In Klepper’s debut novel, a stay-at-home mom longing for greater purpose returns to work as a pro bono lawyer and finds herself representing a Syrian refugee seeking asylum.
Jessica Donnelly worked as a high-priced corporate lawyer for a white-shoe firm but walked away from her career in order to raise her three children. Ten years later, she feels unfulfilled, especially as she watches her husband’s career bloom. She decides to return to work as a volunteer for the International Asylum Project, a nonprofit organization devoted to assisting refugees seeking safety in America from political persecution and war. Jessica takes Amina Hamid’s case. Two years ago, Amina fled the violent tumult of Syria to stay with relatives in Baltimore. She’s reluctant to accept Jessica as her lawyer—her previous lawyer was uselessly incompetent, and she’s unimpressed by Jessica’s complete lack of experience. Jessica convinces Amina to give her a shot, but the odds are heavily stacked against asylum seekers, and Amina is painfully reticent when it comes to revealing the details of her flight from Aleppo, information necessary for Jessica to mount a successful case. Slowly, Amina discloses the horrifying truth—soldiers murdered her younger brother, attacked her mother, tortured her father, and her husband simply vanished one day—a gruesome tableau affectingly described by Klepper.
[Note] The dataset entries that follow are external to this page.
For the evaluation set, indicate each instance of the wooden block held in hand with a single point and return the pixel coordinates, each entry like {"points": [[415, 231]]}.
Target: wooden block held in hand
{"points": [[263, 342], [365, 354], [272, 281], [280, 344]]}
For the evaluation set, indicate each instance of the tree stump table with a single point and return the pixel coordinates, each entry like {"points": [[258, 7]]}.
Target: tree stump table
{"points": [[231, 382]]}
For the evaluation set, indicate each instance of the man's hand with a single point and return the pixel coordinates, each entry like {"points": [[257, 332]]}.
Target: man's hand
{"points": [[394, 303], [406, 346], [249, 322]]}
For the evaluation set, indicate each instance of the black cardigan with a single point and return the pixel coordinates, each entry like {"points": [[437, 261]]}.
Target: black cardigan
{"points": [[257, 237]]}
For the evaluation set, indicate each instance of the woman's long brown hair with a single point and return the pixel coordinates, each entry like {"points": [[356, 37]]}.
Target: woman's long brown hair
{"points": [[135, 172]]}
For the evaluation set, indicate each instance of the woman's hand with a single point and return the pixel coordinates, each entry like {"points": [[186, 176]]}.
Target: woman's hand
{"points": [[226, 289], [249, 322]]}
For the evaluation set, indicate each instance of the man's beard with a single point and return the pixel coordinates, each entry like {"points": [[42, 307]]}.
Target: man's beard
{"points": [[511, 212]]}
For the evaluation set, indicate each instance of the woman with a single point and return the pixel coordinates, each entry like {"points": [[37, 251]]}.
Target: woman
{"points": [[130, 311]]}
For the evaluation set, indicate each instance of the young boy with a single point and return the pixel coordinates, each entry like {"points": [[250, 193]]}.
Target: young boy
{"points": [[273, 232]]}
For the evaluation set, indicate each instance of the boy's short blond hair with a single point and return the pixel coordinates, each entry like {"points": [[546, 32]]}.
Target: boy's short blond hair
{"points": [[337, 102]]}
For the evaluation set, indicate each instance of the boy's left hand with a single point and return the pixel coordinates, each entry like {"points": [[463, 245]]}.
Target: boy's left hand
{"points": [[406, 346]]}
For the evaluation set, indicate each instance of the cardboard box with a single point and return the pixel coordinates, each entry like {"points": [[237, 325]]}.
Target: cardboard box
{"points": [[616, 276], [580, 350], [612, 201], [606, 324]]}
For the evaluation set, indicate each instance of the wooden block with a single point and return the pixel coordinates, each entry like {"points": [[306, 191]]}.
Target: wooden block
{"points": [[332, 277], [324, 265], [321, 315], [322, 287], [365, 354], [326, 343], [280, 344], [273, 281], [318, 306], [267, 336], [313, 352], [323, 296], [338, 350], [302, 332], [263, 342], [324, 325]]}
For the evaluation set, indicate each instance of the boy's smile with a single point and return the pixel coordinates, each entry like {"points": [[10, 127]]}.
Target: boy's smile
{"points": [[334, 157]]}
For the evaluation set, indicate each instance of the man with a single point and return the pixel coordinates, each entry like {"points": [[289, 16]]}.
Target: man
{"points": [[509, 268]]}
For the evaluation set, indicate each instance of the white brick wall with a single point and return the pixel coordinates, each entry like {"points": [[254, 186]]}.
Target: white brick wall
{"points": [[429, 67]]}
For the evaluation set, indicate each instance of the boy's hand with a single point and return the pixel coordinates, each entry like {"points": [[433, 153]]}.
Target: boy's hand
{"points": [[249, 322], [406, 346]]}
Jessica tries to help not only win Amina asylum, but also find a job, and both encounter shrill prejudice that sometimes crescendos into violence. The author sensitively captures the anxiety the nation experiences regarding immigration from countries plagued by anti-Western extremism; Jessica’s husband, Danny, an educated man who works in cybersecurity, surprises her with the depths of his skepticism. Also, Klepper artfully depicts the ways even the quotidian aspects of life can be challenging for the radically displaced: When Amina is asked to provide her college transcripts as part of a job application, she tersely replies: “No. I... I do not know that I can get a transcript sent. There’s a war.”
A poignant exploration of a timely political topic.